EZB Chef Draghi

Leitzins bleibt bei Null Prozent EZB-Chef Draghi kontert Kritik aus Deutschland

Stand: 21.04.2016 16:00 Uhr

EZB-Präsident Draghi hat die Kritik aus Deutschland am geldpolitischen Kurs zurückgewiesen. Man müsse Preisstabilität für die gesamte Eurozone wahren, nicht nur für Deutschland. Zuvor hatte die Bank verkündet, den Leitzins bei null Prozent zu halten.

Der Präsident der Europäischen Zentralbank (EZB), Mario Draghi, hat sich gegen teils harsche Kritik aus Deutschland an der Geldpolitik der EZB verwahrt. "Wir haben den Auftrag, Preisstabilität für die gesamte Eurozone zu wahren, nicht nur für Deutschland", sagte Draghi. "Dieses Mandat ist in den europäischen Verträgen festgelegt. Wir befolgen europäisches Recht, wir sind unabhängig." Zuvor hatte die Bank verkündet, dass der Leitzins bei dem Rekordtief von null Prozent gehalten wird. Im März hatte sie ihn auf null gesenkt und nun wie erwartet nicht verändert.

Gegegenwärtige Geldpolitik laut Draghi angemessen

Besonders Unionspolitiker hatten in den vergangenen Wochen den Druck auf die EZB erhöht und der Notenbank vorgeworfen, sie enteigne mit ihrer ultralockeren Geldpolitik die Sparer in Deutschland. Bundesfinanzminister Wolfgang Schäuble äußerte die Sorge, die EZB könne euro-skeptische Bestrebungen befördern. Die deutsche Bankenbranche beklagt seit längerem, dass Nullzinsumfeld und Strafzinsen es ihnen immer schwerer machen, im klassischen Zinsgeschäft ausreichend Erträge zu erzielen. Branchenvertreter warnen zudem vor Belastungen für die private Altersvorsorge.

Draghi erklärte, die gegenwärtige Geldpolitik sei angemessen, um die EZB-Ziele zu erreichen. Die Rezepte der EZB unterschieden sich zudem kaum von denen anderer großer Zentralbanken. Im EZB-Rat habe es eine kurze Diskussion über die Kritik aus Deutschland gegeben. Er habe dabei einstimmig die Unabhängigkeit der Zentralbank verteidigt. "Unsere Rezepte wirken", ergänzte der Italiener.

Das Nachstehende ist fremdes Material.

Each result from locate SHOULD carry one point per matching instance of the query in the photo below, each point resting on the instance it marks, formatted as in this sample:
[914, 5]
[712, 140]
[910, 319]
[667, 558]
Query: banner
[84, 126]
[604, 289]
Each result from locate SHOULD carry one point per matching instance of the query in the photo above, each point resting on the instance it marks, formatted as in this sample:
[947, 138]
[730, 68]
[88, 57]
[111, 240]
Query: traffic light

EZB will ab Juni Firmenanleihen kaufen

Außerdem kündigte Draghi an, dass die EZB ab Juni Firmenanleihen kaufen will, um die maue Wirtschaft weiter anzuschieben und die aus ihrer Sicht viel zu niedrige Inflation nach oben zu treiben. Man wolle auch Papiere von Versicherern erwerben. Die Bonds müssten allerdings eine gewisse Bonität aufweisen. Insbesondere Lebensversicherer beklagen zurzeit Probleme, ihren Kunden zugesagte Renditeversprechen einlösen zu können. Die EZB will ab Juni auch Bonds von Unternehmen außerhalb des Bankensektors erwerben.

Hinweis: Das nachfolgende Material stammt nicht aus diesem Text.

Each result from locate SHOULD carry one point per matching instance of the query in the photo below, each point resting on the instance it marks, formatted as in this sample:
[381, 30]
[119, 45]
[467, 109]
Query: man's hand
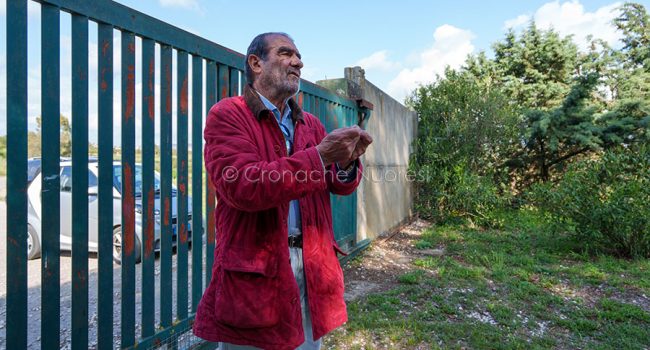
[339, 145]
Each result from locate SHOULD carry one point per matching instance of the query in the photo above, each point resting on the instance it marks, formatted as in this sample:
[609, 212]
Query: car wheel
[117, 247]
[33, 244]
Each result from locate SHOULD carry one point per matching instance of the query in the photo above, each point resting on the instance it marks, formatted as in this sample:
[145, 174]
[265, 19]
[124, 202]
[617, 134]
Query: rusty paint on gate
[130, 93]
[168, 96]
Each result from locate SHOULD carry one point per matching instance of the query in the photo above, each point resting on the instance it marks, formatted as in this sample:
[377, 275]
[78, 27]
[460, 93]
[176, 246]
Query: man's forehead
[276, 41]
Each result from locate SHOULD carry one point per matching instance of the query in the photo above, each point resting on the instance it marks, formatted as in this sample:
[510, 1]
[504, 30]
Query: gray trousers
[299, 273]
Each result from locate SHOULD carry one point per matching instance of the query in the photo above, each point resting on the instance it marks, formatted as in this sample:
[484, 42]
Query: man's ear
[255, 63]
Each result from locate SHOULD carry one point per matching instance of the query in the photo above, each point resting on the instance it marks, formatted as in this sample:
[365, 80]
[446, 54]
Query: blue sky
[399, 44]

Laut Draghi geht es um Papiere mit einer Laufzeit von bis zu 30 Jahren. Als Obergrenze für die Käufe nannte er 70 Prozent des Emissionsvolumens. Diese Geschäfte sollen mit dazu beitragen, dass die EZB bei ihren Anleihenkäufen ein monatliches Volumen von 80 Milliarden Euro erreicht. Das gesamte Wertpapier-Kaufprogramm der EZB ist inzwischen auf 1,74 Billionen Euro angelegt. Banken sollen aus dem Anleihenmarkt verdrängt werden und Gelder lieber als Kredite an die Wirtschaft geben.

"Helikoptergeld" sei nie diskutiert worden

Das Thema "Helikoptergeld" - also zielgenaue Finanzspritzen an Unternehmen und Verbraucher direkt von der Zentralbank unter Umgehung des normalen Bankensektors - sei dagegen nie diskutiert worden, betonte Draghi. Es sei mit zahlreichen rechtlichen und praktischen Hürden verbunden. Draghi hatte "Helikoptergeld" zuletzt auf Nachfrage als "sehr interessantes Konzept" bezeichnet und damit heftige Debatten ausgelöst.

Über dieses Thema berichtete tagesschau24 am 21. April 2016 um 14:30 Uhr.